Figure 5. ΔFCS virus replicates faster in the CNS after intracranial inoculation.

a, K18-hACE2 mice were intracranially challenged with 10² PFU of wild-type (red/purple) or ΔFCS (blue/green) SARS-CoV-2. b, Mice were evaluated for weight loss (n = 15 for each virus). At 1 day post-infection (dpi), n = 10 mice per virus were euthanized with remaining n = 5 euthanized at 3 dpi. Viral RNA from the c, brain and d, lung was isolated and quantified via RT-qPCR. Viral genomes/organ are plotted. Statistical significance is denoted by asterisks, as compared to WT virus (*p < 0.05 Unpaired T test). e, Lung homogenate at 3dpi from WT or dFCS infected mice were inoculated onto a monolayer of Vero-E6 cells and incubated for three days. As a control, lung homogenate was UV treated to inactivate infectious virus in one group. Brightfield images of the monolayer is shown.

Figure 6. There is selective pressure for the deletion of the FCS in the CNS.

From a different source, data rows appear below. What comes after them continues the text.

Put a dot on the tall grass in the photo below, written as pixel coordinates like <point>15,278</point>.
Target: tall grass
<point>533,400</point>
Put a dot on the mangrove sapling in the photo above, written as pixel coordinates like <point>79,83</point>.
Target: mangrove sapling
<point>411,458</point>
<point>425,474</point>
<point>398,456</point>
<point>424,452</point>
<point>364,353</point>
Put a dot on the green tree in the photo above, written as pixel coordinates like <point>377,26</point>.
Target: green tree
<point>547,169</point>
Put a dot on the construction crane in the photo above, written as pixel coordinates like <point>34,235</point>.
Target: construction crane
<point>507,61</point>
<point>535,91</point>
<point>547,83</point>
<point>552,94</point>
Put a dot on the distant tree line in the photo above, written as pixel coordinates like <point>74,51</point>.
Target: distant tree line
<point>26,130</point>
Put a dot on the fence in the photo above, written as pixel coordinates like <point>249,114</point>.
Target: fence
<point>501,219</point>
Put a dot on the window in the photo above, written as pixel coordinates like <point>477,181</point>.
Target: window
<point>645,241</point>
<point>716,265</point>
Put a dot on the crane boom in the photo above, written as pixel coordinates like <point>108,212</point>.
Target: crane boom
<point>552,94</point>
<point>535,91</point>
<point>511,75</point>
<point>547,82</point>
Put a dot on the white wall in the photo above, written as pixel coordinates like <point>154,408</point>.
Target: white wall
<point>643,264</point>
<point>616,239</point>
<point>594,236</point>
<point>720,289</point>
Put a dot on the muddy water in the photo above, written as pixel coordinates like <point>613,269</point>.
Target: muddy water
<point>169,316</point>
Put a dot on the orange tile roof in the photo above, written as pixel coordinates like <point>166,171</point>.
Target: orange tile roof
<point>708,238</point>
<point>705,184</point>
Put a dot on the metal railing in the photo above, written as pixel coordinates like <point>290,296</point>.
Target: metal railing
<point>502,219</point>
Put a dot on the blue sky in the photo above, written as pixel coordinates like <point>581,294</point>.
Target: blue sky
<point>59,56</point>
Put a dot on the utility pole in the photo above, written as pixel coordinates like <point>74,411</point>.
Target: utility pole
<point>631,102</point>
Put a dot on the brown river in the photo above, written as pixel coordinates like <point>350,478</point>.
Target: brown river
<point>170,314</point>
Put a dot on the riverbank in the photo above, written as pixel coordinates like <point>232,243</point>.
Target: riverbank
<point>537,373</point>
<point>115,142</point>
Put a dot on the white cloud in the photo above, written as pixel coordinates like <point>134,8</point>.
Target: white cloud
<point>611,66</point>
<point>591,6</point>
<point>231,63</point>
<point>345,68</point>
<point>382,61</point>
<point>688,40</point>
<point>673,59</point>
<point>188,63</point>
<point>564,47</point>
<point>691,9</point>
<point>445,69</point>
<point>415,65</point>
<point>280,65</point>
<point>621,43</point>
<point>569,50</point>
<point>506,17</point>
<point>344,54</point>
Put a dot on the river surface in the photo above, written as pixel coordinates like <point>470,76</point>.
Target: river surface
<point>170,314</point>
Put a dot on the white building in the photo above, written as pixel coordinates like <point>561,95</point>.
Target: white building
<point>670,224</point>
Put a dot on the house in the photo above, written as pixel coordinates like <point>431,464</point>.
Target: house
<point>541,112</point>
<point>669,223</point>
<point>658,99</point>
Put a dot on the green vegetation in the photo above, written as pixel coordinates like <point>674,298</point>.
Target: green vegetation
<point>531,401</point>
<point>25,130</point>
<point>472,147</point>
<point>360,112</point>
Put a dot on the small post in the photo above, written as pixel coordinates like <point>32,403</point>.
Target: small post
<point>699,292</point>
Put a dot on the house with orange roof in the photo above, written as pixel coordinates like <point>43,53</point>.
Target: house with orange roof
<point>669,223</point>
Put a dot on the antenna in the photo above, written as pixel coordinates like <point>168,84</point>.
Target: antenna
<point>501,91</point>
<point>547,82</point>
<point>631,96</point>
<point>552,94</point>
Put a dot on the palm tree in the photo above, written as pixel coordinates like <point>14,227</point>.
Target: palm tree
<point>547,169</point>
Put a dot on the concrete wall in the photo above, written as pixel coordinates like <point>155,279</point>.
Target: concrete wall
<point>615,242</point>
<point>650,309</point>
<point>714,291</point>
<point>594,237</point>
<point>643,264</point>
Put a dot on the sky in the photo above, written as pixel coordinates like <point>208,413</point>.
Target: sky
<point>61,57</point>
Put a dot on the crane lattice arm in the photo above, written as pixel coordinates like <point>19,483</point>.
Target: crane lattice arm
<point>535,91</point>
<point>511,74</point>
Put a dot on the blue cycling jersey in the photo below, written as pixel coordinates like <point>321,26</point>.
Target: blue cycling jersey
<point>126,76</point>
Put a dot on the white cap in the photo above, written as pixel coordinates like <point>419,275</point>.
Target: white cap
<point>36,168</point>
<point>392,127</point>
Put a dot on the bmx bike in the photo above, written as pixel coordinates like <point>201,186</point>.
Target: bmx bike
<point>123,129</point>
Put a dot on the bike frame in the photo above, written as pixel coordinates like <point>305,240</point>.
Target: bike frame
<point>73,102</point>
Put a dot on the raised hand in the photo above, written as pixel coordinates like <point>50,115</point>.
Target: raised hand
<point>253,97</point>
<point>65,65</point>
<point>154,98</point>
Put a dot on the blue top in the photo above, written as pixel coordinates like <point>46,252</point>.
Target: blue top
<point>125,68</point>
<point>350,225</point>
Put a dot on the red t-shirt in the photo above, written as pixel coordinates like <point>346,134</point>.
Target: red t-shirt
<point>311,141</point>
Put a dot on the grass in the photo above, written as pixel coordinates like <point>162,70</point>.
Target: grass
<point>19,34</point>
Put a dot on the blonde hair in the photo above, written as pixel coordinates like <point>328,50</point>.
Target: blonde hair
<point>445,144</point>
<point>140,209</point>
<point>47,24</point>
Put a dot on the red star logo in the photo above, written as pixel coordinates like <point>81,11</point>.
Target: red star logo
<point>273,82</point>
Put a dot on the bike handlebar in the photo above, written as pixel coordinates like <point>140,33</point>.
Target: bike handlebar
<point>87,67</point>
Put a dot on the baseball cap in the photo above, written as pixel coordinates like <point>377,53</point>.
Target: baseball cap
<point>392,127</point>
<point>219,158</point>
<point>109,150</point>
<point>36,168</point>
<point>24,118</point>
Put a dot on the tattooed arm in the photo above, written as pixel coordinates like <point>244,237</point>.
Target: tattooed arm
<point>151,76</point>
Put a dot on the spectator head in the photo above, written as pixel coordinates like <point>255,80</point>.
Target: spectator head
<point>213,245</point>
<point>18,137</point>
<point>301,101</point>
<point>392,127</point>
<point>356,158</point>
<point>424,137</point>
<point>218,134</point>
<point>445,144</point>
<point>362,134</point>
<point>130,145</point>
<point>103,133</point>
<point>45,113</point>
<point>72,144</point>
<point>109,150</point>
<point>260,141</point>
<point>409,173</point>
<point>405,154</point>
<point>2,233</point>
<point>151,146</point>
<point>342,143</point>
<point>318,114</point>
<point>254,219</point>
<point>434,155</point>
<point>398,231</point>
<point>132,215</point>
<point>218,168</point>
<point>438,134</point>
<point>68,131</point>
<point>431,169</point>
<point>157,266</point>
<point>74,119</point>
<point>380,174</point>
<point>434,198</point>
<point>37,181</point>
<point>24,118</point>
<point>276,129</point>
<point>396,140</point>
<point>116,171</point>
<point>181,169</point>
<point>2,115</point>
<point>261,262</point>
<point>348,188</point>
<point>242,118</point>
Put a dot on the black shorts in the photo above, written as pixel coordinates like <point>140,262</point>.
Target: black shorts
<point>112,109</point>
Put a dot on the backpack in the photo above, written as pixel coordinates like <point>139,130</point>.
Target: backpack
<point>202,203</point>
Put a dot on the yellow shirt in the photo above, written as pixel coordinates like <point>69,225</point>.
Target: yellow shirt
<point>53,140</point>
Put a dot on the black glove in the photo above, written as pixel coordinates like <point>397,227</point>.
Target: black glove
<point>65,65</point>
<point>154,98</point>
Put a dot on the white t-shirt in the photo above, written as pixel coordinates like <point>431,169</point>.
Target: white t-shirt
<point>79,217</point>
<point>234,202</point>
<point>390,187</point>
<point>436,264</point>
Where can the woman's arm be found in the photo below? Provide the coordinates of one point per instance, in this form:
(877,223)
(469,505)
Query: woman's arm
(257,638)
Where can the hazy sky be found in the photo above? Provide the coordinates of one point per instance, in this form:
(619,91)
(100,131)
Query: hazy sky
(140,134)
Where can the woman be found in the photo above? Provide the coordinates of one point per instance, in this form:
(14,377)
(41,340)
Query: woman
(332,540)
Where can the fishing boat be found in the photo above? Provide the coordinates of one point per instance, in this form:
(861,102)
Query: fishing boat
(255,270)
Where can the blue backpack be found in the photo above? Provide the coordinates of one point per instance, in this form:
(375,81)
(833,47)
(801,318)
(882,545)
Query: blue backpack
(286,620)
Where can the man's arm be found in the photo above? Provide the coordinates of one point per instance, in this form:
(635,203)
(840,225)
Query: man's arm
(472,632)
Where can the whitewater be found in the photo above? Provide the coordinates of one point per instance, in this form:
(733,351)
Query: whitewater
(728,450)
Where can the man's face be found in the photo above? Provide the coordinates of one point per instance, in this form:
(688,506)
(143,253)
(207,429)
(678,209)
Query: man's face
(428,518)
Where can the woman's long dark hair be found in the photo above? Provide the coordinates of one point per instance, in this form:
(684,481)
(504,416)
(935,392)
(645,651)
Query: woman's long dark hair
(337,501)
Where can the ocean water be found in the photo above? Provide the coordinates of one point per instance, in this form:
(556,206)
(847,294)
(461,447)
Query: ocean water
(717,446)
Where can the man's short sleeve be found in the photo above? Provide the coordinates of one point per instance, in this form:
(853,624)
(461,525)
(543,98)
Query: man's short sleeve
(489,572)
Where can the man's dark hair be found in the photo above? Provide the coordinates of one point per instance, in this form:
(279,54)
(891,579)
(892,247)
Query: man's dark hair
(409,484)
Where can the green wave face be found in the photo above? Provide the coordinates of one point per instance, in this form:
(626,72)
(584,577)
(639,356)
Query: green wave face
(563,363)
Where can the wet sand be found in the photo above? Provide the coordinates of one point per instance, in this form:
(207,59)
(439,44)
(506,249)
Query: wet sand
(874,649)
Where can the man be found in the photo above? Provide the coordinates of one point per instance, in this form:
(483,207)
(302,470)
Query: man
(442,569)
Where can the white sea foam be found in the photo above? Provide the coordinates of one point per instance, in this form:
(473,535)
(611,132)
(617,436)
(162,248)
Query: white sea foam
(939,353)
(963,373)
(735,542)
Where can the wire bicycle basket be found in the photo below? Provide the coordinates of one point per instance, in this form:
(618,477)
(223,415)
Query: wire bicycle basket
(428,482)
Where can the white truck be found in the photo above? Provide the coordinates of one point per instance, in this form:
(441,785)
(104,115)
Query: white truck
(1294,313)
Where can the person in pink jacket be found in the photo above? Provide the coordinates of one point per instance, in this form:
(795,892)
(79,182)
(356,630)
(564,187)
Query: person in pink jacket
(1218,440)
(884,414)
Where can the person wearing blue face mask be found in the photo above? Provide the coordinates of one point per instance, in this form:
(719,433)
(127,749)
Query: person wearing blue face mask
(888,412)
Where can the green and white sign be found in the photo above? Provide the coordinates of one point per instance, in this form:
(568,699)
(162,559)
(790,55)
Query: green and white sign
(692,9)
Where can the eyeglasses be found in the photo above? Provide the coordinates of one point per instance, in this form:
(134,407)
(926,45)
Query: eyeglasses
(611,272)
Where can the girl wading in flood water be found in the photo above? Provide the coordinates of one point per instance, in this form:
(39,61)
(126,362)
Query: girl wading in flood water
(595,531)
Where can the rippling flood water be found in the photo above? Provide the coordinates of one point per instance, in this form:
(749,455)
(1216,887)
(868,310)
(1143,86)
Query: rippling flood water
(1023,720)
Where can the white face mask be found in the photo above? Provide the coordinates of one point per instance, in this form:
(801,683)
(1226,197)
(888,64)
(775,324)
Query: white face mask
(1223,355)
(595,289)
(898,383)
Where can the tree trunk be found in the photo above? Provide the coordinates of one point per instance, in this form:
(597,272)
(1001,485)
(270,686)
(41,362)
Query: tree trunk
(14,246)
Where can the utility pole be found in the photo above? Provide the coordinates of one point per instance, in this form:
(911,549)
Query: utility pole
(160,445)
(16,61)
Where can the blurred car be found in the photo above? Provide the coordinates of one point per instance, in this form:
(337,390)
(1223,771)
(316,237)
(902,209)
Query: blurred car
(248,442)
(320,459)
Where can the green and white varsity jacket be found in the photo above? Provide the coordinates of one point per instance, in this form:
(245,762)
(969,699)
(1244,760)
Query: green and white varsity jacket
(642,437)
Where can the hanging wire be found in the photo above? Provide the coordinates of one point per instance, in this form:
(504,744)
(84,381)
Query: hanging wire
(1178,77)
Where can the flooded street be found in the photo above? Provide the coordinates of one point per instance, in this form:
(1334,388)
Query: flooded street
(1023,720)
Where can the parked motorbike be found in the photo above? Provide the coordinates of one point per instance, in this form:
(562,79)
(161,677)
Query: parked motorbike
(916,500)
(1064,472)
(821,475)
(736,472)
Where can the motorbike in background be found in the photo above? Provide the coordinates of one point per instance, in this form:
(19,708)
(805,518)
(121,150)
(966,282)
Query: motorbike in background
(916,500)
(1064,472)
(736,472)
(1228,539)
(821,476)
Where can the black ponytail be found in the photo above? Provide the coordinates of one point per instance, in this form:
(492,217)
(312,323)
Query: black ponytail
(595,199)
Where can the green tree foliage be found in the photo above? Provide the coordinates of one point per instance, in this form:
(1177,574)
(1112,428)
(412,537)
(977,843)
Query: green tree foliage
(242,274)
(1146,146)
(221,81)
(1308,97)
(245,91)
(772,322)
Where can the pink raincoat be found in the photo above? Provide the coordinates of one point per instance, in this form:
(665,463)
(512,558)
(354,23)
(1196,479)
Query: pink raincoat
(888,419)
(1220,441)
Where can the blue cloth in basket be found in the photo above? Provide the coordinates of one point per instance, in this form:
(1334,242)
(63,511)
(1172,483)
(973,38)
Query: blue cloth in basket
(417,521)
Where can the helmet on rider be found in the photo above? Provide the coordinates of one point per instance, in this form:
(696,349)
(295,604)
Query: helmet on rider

a, Phylogenetic tree of the consensus SARS-CoV-2 whole genome sequences after intranasal or intracranial challenge with WT or ΔFCS virus (dark blue tip = inoculate, red tips = intracranial challenge, green tips = intranasal challenge, triangle = brain isolate, square = lung isolate). Branch length reflects nucleotide substitutions per site. b, Alignment of each consensus sequence across the Spike FCS region after challenge with the WT (left) or ΔFCS (right) virus. c,Phylogenetic tree of SARS-CoV-2 quasispecies after intranasal or intracranial challenge with WT (left) or ΔFCS virus (right) (dark blue tip = inoculate, red tips = intracranial challenge, green tips = intranasal challenge, triangle = brain isolate, square = lung isolate). Branch length reflects nucleotide substitutions per site and tip size reflects the frequency of a given subpopulation in an isolate.